BLOCK 3 - Synaptic Transmission and Intracellular Signaling (NBIO 722C) This block focuses on synaptic mechanisms of neurotransmitter release and termination of signaling, as well as intracellular signaling cascades that are regulated by synaptic transmission. Topics include electrophysiological and molecular analysis of neurotransmitter release, short-term plasticity in neurotransmitter release, synaptic plasticity, calcium signaling and regulation of intracellular signaling cascades and gene expression.
BLOCK 4 - Development of the Nervous System (NBIO 723A) This block focuses on molecular mechanisms of neuronal development and their relation to disease. Topics include neurogenesis, neural stem cells, molecular control of axonal guidance and neuronal migration, and cell and synaptic adhesions molecules.
BLOCK 5 - Anatomy and Function of Sensory and Motor Systems (NBIO 723B) This block focuses on the neural circuitry that comprises sensory and motor systems. Topics include organization and function of the retina, and visual cortex, mechanosensation, genetically defined circuits for nociception, organization and function of somatosensory cortex, motor cortex, basal ganglia neural circuitry, and cerebellar organization and function.
BLOCK 6 - Neurobiology of Disease (NBIO 723C) This block focuses on the neurobiological underpinnings of disease. For each topic, the disease and its impact on society is introduced, and then detailed discussions of the molecular, genetic underpinnings and circuit and behavioral consequences of the disorder are presented. Topics include epilepsy, addiction, fear and anxiety circuitry, schizophrenia, autism, Alzheimer’s disease, and Parkinson’s disease. This block also includes two classes devoted to human neuroimaging methods such at fMRI and DTI.

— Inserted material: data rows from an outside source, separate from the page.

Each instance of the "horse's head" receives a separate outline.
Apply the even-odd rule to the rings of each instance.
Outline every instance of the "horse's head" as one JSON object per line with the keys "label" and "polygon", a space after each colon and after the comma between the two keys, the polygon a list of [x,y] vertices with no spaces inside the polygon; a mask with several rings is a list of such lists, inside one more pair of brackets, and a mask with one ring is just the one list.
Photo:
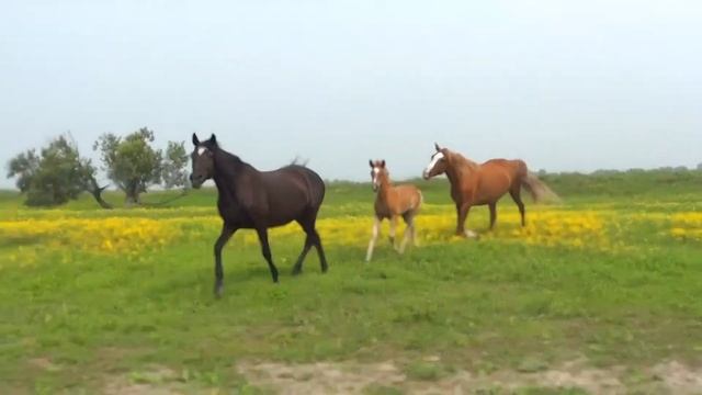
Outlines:
{"label": "horse's head", "polygon": [[443,174],[449,167],[449,150],[446,148],[439,147],[439,144],[434,143],[437,151],[431,156],[431,160],[427,168],[422,172],[424,180],[429,180],[432,177]]}
{"label": "horse's head", "polygon": [[373,180],[373,191],[377,191],[381,188],[383,178],[387,178],[387,168],[385,167],[385,160],[369,160],[371,165],[371,179]]}
{"label": "horse's head", "polygon": [[203,182],[214,177],[215,150],[218,148],[217,138],[213,134],[208,140],[201,142],[193,133],[193,145],[195,148],[190,155],[193,162],[193,172],[190,174],[190,182],[194,189],[199,189]]}

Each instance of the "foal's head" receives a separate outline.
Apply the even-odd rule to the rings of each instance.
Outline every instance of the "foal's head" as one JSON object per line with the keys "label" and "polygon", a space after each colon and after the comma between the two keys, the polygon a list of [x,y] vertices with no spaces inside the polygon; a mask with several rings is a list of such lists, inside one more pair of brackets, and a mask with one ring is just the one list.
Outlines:
{"label": "foal's head", "polygon": [[373,191],[377,191],[381,184],[387,180],[388,171],[385,167],[385,160],[369,160],[371,165],[371,179],[373,180]]}
{"label": "foal's head", "polygon": [[431,161],[427,165],[427,168],[422,172],[424,180],[439,174],[443,174],[449,167],[449,150],[446,148],[439,147],[439,144],[434,143],[437,151],[431,156]]}
{"label": "foal's head", "polygon": [[193,133],[193,145],[195,149],[190,155],[193,162],[193,172],[190,174],[190,182],[194,189],[199,189],[203,182],[214,177],[215,172],[215,150],[218,148],[217,138],[213,134],[208,140],[201,142]]}

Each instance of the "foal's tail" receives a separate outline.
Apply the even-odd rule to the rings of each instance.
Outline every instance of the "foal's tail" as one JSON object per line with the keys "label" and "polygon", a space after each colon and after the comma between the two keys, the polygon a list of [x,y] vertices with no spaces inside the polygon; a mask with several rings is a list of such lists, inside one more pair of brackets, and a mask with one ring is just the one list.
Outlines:
{"label": "foal's tail", "polygon": [[536,174],[531,171],[522,178],[522,187],[531,193],[532,199],[536,203],[561,203],[561,198],[556,192],[552,191],[546,183],[541,181]]}

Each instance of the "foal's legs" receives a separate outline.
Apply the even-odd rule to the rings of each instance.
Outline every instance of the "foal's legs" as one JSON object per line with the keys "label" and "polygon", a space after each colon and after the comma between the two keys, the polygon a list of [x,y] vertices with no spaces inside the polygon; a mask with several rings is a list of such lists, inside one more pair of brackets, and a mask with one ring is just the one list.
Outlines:
{"label": "foal's legs", "polygon": [[407,241],[411,238],[412,241],[415,239],[415,217],[411,213],[406,213],[403,215],[403,219],[405,219],[405,224],[407,227],[405,228],[405,237],[403,237],[403,244],[399,246],[399,253],[405,252],[405,247],[407,247]]}
{"label": "foal's legs", "polygon": [[495,219],[497,219],[497,203],[489,203],[490,207],[490,230],[495,227]]}
{"label": "foal's legs", "polygon": [[516,185],[512,187],[512,189],[509,191],[510,196],[512,196],[512,200],[514,201],[514,203],[517,203],[517,206],[519,207],[519,214],[522,216],[522,226],[526,225],[526,221],[524,219],[524,203],[522,202],[522,198],[521,198],[521,187],[520,185]]}
{"label": "foal's legs", "polygon": [[271,246],[268,244],[268,229],[265,227],[257,227],[256,233],[259,234],[259,241],[261,242],[261,252],[263,258],[268,262],[268,268],[271,270],[271,276],[273,282],[278,282],[278,268],[273,264],[273,257],[271,256]]}
{"label": "foal's legs", "polygon": [[393,245],[393,248],[395,248],[395,229],[396,228],[397,228],[397,215],[392,215],[390,216],[390,245]]}
{"label": "foal's legs", "polygon": [[224,224],[222,226],[222,233],[215,242],[215,296],[222,296],[222,289],[224,285],[224,269],[222,269],[222,249],[231,238],[231,235],[237,232],[235,227]]}
{"label": "foal's legs", "polygon": [[373,257],[373,247],[375,247],[375,241],[377,240],[377,235],[381,233],[381,218],[375,217],[375,222],[373,223],[371,241],[369,242],[369,251],[365,253],[365,261],[370,262]]}

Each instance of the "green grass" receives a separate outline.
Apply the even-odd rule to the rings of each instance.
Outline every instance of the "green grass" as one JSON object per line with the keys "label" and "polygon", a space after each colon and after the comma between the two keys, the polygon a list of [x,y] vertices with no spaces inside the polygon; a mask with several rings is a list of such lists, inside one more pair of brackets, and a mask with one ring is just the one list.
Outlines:
{"label": "green grass", "polygon": [[[574,187],[580,181],[551,179],[554,190],[564,191],[565,210],[600,207],[615,217],[699,212],[699,179],[676,180],[675,193],[668,193],[656,177],[626,179],[623,185],[638,194],[616,191],[616,180],[584,179],[607,184],[588,194]],[[427,202],[450,204],[444,181],[421,187]],[[148,194],[152,202],[168,196]],[[214,191],[202,190],[173,205],[192,210],[196,223],[204,215],[196,208],[212,207],[205,213],[213,215],[215,199]],[[321,216],[369,216],[372,200],[367,184],[335,183]],[[505,201],[500,210],[516,208]],[[487,225],[484,211],[471,214],[472,227]],[[3,192],[0,213],[33,218],[46,212],[22,208],[20,196]],[[89,196],[61,213],[133,215],[98,211]],[[238,234],[224,252],[222,300],[212,295],[214,227],[165,248],[145,248],[138,258],[0,241],[0,393],[100,392],[112,377],[257,393],[237,372],[240,361],[394,360],[417,381],[455,370],[534,372],[580,357],[604,368],[646,369],[669,359],[699,364],[702,245],[667,236],[668,226],[623,223],[616,238],[627,248],[621,250],[494,238],[430,244],[397,256],[381,244],[374,261],[364,264],[363,246],[329,246],[327,274],[310,253],[303,275],[293,278],[298,235],[273,240],[278,285],[259,247],[241,242]],[[24,256],[31,262],[23,263]],[[423,362],[427,356],[441,361]],[[154,375],[155,366],[176,376]],[[383,385],[367,391],[401,393]]]}

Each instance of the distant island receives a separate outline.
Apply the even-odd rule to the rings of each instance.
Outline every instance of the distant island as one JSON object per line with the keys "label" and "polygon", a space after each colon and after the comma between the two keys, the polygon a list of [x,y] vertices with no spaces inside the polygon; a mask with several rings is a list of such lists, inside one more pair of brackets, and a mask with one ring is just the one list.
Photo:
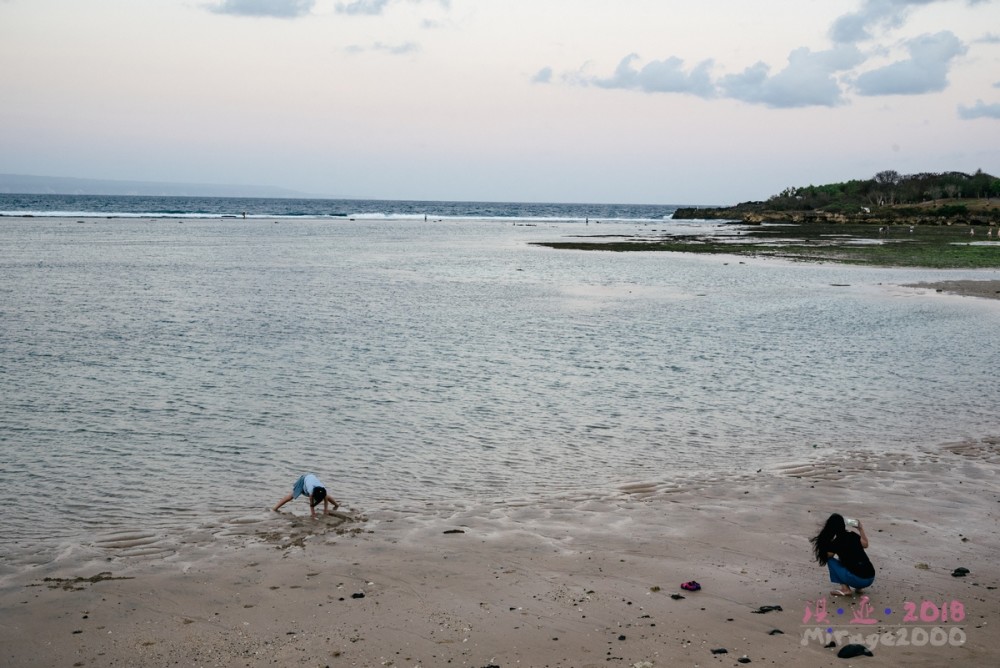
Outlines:
{"label": "distant island", "polygon": [[680,208],[673,217],[746,224],[994,225],[1000,223],[1000,178],[982,170],[909,176],[886,170],[866,180],[786,188],[764,202]]}
{"label": "distant island", "polygon": [[18,195],[114,195],[142,197],[267,197],[308,199],[315,195],[275,186],[226,185],[217,183],[161,183],[115,181],[63,176],[0,174],[0,194]]}
{"label": "distant island", "polygon": [[[885,171],[865,181],[787,188],[766,202],[680,208],[673,218],[721,224],[695,234],[651,229],[536,245],[884,267],[1000,268],[1000,179],[982,170],[913,176]],[[1000,294],[1000,282],[987,291]]]}

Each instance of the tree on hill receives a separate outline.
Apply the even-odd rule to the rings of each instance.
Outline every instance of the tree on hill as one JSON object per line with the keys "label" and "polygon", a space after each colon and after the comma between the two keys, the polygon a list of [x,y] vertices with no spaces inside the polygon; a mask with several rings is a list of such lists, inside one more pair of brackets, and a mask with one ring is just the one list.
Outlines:
{"label": "tree on hill", "polygon": [[823,186],[786,188],[767,200],[776,211],[857,212],[883,206],[914,205],[934,200],[1000,197],[1000,179],[983,170],[921,173],[903,176],[891,169],[871,179]]}

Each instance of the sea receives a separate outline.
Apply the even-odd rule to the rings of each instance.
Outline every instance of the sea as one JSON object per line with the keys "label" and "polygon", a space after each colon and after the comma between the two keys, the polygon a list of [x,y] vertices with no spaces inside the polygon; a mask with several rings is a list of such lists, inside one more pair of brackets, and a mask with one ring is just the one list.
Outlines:
{"label": "sea", "polygon": [[676,208],[0,195],[0,576],[1000,432],[1000,272],[535,245]]}

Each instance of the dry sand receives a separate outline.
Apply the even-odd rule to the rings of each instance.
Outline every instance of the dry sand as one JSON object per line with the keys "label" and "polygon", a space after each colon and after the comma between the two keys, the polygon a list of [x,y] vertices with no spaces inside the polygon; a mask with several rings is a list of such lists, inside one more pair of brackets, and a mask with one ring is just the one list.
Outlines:
{"label": "dry sand", "polygon": [[[112,555],[104,568],[60,564],[7,579],[0,664],[996,665],[1000,439],[804,454],[739,476],[367,517],[355,509],[351,521],[310,520],[304,504],[262,508],[244,536],[168,559]],[[826,570],[811,560],[807,539],[831,511],[862,518],[870,536],[874,626],[851,623],[847,603],[858,601],[829,597]],[[957,567],[971,573],[952,577]],[[688,580],[702,590],[682,591]],[[830,619],[804,624],[820,599],[830,599]],[[931,604],[952,614],[960,605],[964,618],[905,622],[908,604],[925,618]],[[897,645],[847,660],[820,640],[803,644],[831,624]],[[942,645],[948,633],[964,642]]]}

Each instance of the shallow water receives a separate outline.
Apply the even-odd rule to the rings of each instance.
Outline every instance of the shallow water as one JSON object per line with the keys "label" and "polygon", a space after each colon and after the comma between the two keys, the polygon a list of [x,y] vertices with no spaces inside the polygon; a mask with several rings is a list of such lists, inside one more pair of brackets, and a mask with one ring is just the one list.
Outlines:
{"label": "shallow water", "polygon": [[997,272],[528,245],[650,229],[0,220],[0,567],[997,433],[1000,302],[894,287]]}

NBIO 850 Communication of Scientific Results
(Cross-listed: PHYI 705/706)
Course Director: Spencer Smith, PhD
Also known as PClass, this course is focused on the principles for effective scientific communication. The major component is focused on developing and giving scientific talks. The course also covers how to introduce speakers, prepare slides, and speak with the public about science. Finally, a written component is focused on preparation of specific aims for fellowship and grant application. Spencer Smith currently directs the course, with additional faculty participating. The class is limited to Neurobiology Curriculum students. Students prepare talks, refine them in small groups (3-4 students), and then present them in class. The in-class talk is videotaped, and these tapes are reviewed by the students in a session with their peers. After another round of refining with their small group, the students give their polished talks to the department in a formal setting. Writing is critiqued in class, with peers and guest faculty all offering input. Together, these components help the students develop their own effective speaking and writing methods, and prepare students for the next stage in their scientific careers. Fall semester.

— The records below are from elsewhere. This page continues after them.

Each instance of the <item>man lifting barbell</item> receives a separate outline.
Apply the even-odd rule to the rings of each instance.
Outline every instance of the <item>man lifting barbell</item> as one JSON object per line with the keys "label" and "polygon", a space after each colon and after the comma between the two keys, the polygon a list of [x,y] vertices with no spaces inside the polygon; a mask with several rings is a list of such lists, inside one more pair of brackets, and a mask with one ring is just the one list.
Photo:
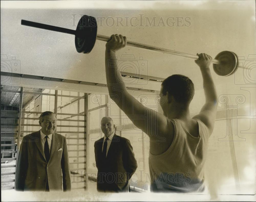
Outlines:
{"label": "man lifting barbell", "polygon": [[116,51],[125,47],[126,43],[125,37],[115,35],[106,44],[108,87],[110,97],[150,137],[151,191],[203,191],[204,165],[217,105],[209,68],[211,58],[201,53],[198,55],[200,59],[195,61],[202,76],[206,98],[200,113],[192,118],[189,115],[189,105],[194,93],[193,83],[186,76],[174,74],[162,83],[159,96],[163,115],[145,107],[127,92],[115,57]]}

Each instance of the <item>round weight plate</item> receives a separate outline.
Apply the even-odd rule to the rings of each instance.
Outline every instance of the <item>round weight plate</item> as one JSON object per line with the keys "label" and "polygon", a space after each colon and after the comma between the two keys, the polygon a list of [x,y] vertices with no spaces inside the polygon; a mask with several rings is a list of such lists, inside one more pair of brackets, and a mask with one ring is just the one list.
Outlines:
{"label": "round weight plate", "polygon": [[233,52],[222,51],[217,55],[215,59],[220,62],[219,64],[213,64],[213,69],[218,75],[229,76],[234,73],[238,69],[237,56]]}
{"label": "round weight plate", "polygon": [[78,22],[75,37],[75,44],[79,53],[88,53],[92,50],[97,37],[97,22],[91,16],[83,15]]}

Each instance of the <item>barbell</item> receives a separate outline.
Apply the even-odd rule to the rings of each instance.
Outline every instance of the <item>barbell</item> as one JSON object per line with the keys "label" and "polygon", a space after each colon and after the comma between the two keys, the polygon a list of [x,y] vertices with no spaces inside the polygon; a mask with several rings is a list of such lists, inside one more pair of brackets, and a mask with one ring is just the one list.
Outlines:
{"label": "barbell", "polygon": [[[79,53],[89,53],[92,50],[96,40],[108,41],[109,37],[97,35],[97,25],[95,18],[84,15],[79,20],[76,29],[69,29],[35,23],[31,21],[21,20],[21,24],[30,27],[62,32],[75,35],[75,44],[77,51]],[[197,60],[199,58],[197,55],[179,52],[155,46],[127,41],[126,45],[164,53],[168,53]],[[213,59],[213,69],[215,72],[220,76],[227,76],[233,74],[238,68],[238,59],[237,55],[231,51],[222,51],[218,54]]]}

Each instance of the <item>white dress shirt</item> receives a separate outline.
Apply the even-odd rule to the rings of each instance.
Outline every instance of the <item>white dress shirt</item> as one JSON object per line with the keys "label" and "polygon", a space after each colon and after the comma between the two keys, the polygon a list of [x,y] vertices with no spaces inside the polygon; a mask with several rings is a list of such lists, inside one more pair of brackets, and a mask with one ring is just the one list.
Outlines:
{"label": "white dress shirt", "polygon": [[[108,155],[108,152],[109,151],[109,147],[110,146],[110,144],[111,144],[111,142],[112,141],[112,139],[113,139],[113,138],[114,137],[114,133],[113,133],[113,134],[112,134],[110,136],[109,136],[108,138],[109,139],[108,140],[108,144],[107,145],[107,152],[106,153],[106,157],[107,157],[107,155]],[[103,146],[104,145],[104,143],[105,142],[105,140],[106,140],[106,136],[104,136],[104,140],[103,141],[103,142],[102,143],[102,149],[101,150],[101,152],[103,152]]]}
{"label": "white dress shirt", "polygon": [[[41,141],[43,146],[43,151],[45,152],[45,140],[46,139],[45,138],[46,136],[42,132],[42,130],[40,130],[40,135],[41,136]],[[48,138],[47,138],[47,141],[48,142],[48,145],[49,145],[49,151],[51,151],[51,139],[52,138],[52,134],[50,134],[48,136]]]}

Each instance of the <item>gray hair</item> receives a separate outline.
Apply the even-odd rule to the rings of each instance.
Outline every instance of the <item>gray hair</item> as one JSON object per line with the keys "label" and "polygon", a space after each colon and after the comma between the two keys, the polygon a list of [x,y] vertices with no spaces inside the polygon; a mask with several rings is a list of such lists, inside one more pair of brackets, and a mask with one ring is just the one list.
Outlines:
{"label": "gray hair", "polygon": [[57,116],[52,111],[44,111],[41,114],[39,117],[39,124],[40,124],[42,122],[44,121],[44,117],[46,116],[48,116],[49,115],[54,115],[55,116],[56,118],[56,119],[57,119]]}

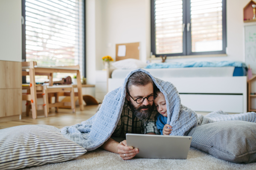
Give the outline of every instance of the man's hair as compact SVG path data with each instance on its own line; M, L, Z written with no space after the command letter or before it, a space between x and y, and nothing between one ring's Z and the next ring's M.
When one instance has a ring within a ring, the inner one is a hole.
M132 85L136 86L145 86L150 83L152 83L154 87L154 83L148 75L142 71L136 72L128 79L126 84L126 91L130 93Z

BBSP 710 Statististics for Lab Scientists
Course Director: Eric Bair, PhD
BBSP 710 introduces the basic concepts and methods of statistics with emphasis on applications in the experimental biological sciences. Students should have a basic understanding of algebra and arithmetic. No previous background in probability or staitistics is required, nor is experience with statistical computing. The objectives of this course are to provide graduate students in biomedical research programs familiarity with basic experimental design and elementary statistical methods. By the end of the course, students should understand the principles of experimental design, be familiar with basic statistical methods (and how they are implemented in R), and know which methods are appropriate in a given circumstance.